Frank Williams is in favour of the new tarmac run-off areas that some circuits have introduced to replace the traditional gravel traps. The Williams team boss thinks drivers can be slightly cautious at attempting an overtake for fear of damaging...
Frank Williams is in favour of the new tarmac run-off areas that some circuits have introduced to replace the traditional gravel traps. The Williams team boss thinks drivers can be slightly cautious at attempting an overtake for fear of damaging the car but the tarmac run-offs encourage more ambitious moves.
While landing in a gravel trap in the event of a mistake can end a driver's race, the tarmac gives the opportunity to keep going without losing too much time.

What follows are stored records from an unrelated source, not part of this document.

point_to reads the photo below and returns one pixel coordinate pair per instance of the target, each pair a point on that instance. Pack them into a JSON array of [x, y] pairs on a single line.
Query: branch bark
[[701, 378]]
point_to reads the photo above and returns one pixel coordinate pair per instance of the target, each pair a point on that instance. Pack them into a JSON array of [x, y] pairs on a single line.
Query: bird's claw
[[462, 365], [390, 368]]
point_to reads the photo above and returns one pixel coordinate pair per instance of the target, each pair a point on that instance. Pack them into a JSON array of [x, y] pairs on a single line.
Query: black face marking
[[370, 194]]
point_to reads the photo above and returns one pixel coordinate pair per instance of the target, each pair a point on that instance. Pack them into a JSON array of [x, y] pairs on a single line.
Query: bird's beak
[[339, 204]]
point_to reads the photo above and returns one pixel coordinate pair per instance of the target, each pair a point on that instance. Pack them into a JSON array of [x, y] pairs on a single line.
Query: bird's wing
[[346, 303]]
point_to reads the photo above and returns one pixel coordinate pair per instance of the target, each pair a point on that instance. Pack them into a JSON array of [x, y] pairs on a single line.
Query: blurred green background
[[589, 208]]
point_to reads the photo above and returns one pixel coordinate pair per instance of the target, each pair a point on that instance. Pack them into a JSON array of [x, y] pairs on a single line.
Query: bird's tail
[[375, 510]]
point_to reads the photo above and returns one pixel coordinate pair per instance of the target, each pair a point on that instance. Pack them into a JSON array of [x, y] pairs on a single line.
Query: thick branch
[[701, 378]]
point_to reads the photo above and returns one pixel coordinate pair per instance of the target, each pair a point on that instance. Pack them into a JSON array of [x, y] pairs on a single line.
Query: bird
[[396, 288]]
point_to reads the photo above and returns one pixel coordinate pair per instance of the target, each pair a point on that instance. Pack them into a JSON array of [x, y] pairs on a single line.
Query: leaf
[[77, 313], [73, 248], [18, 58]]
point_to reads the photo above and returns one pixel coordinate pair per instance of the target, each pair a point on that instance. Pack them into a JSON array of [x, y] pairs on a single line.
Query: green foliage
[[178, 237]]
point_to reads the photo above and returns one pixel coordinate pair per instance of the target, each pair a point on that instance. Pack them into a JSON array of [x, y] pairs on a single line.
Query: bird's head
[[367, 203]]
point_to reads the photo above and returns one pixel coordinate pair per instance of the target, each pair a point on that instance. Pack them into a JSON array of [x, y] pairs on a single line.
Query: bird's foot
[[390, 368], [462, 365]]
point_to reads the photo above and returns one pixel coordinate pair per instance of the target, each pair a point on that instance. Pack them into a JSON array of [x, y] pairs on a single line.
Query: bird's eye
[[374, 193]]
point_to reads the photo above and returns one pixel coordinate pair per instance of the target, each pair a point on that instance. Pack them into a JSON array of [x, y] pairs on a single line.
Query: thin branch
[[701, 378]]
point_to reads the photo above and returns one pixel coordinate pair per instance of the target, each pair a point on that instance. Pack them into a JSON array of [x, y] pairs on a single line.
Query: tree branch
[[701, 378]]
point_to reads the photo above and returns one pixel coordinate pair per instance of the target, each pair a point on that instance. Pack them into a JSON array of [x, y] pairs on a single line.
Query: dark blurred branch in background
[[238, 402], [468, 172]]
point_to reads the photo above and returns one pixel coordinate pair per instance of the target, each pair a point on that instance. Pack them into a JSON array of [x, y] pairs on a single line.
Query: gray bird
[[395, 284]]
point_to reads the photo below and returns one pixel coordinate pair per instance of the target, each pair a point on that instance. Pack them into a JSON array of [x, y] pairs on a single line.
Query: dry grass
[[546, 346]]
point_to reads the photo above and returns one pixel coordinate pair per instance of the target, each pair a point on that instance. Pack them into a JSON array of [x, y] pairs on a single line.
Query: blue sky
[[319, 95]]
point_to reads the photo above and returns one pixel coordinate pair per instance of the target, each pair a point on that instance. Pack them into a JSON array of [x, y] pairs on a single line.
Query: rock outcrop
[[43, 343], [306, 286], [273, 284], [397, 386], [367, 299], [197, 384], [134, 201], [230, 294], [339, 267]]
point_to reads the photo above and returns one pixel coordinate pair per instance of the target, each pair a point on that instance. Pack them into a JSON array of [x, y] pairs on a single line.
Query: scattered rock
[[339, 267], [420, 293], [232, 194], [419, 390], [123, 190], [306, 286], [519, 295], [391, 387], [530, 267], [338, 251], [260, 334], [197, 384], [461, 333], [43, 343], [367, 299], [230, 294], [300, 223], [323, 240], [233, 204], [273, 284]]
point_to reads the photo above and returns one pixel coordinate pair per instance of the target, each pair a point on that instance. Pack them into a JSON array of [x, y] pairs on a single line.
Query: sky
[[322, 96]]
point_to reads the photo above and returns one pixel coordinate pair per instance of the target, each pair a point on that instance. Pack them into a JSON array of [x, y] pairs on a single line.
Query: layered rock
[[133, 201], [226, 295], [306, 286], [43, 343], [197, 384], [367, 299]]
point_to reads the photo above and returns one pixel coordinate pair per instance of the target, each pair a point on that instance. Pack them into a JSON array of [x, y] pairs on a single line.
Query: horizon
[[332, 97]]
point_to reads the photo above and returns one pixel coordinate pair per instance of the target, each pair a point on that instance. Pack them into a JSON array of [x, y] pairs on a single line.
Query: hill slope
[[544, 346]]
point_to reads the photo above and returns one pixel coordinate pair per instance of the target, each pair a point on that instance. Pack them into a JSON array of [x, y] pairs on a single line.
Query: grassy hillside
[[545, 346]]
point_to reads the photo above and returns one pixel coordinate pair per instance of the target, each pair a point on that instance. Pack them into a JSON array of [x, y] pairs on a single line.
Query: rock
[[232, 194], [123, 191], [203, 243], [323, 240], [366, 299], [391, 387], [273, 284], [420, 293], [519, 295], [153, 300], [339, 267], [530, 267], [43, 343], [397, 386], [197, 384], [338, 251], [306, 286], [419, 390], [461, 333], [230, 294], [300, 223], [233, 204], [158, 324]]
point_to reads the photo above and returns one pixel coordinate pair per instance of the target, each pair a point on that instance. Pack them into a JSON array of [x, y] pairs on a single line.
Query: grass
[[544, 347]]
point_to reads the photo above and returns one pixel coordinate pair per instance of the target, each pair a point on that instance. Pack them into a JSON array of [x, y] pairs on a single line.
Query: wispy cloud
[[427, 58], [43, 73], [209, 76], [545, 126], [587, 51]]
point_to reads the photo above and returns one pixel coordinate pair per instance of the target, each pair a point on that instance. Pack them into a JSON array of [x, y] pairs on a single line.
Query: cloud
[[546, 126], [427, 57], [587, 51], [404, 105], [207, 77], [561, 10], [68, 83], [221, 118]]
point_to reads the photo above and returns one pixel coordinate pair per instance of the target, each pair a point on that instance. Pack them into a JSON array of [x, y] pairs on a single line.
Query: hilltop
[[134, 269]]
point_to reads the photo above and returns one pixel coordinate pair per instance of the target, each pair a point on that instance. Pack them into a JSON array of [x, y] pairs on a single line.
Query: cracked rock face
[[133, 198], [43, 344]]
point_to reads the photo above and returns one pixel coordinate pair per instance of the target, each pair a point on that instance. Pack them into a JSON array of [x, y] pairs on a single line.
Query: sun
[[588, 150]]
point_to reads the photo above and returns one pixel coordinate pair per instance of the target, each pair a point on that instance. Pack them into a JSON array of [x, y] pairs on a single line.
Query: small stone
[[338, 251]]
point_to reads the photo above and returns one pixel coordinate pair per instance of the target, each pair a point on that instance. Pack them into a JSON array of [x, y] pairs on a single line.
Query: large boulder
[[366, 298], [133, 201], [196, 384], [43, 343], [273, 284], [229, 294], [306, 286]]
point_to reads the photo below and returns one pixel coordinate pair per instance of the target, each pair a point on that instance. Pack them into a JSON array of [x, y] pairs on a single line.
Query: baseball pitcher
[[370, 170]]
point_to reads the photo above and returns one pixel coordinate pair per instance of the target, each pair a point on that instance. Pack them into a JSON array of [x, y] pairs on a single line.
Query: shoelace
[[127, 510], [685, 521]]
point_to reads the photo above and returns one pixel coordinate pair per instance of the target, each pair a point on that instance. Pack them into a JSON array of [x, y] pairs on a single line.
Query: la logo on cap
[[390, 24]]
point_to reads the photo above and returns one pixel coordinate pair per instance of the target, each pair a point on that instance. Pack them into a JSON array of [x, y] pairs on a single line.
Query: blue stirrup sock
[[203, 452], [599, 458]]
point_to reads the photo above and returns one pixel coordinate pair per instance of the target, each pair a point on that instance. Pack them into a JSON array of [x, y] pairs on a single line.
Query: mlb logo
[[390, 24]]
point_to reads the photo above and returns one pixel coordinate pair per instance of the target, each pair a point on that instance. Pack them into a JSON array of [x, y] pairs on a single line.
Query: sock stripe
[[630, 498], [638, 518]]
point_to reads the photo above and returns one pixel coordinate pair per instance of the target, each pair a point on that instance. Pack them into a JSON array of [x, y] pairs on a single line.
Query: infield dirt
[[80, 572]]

"It's difficult to pass with these cars, but most of the circuits haven't developed as quickly as the chassis," Williams said. "Today's circuits are very safe, but drivers don't want to go for the limit because they're scared of damaging the bodywork or undertray if they go off."
"But having a tarmac escape road means that if you go beyond the limit, you just lose a few seconds and start again. The first corner at Indianapolis is like that, and it's no coincidence that you see spectacular duels there. And the new Hockenheim circuit has been built with this philosophy."
Renault's Jenson Button recently expressed doubt about the new look tarmac as it could be dangerous in a brake failure situation but more circuits are adopting the idea. The redesigned Paul Ricard circuit in France has been billed as the safest and most technologically advanced circuit there is and features a complete lack of gravel traps.
The run off areas are painted in alternate bright blue, black and red stripes, each of which is covered in a different grade of high-friction asphalt. "The run off areas are very high-tech," said BAR's Olivier Panis. "There are different grades of coloured tarmac and they slow the car down at very high speed but you can still recover the car and get back on track easily."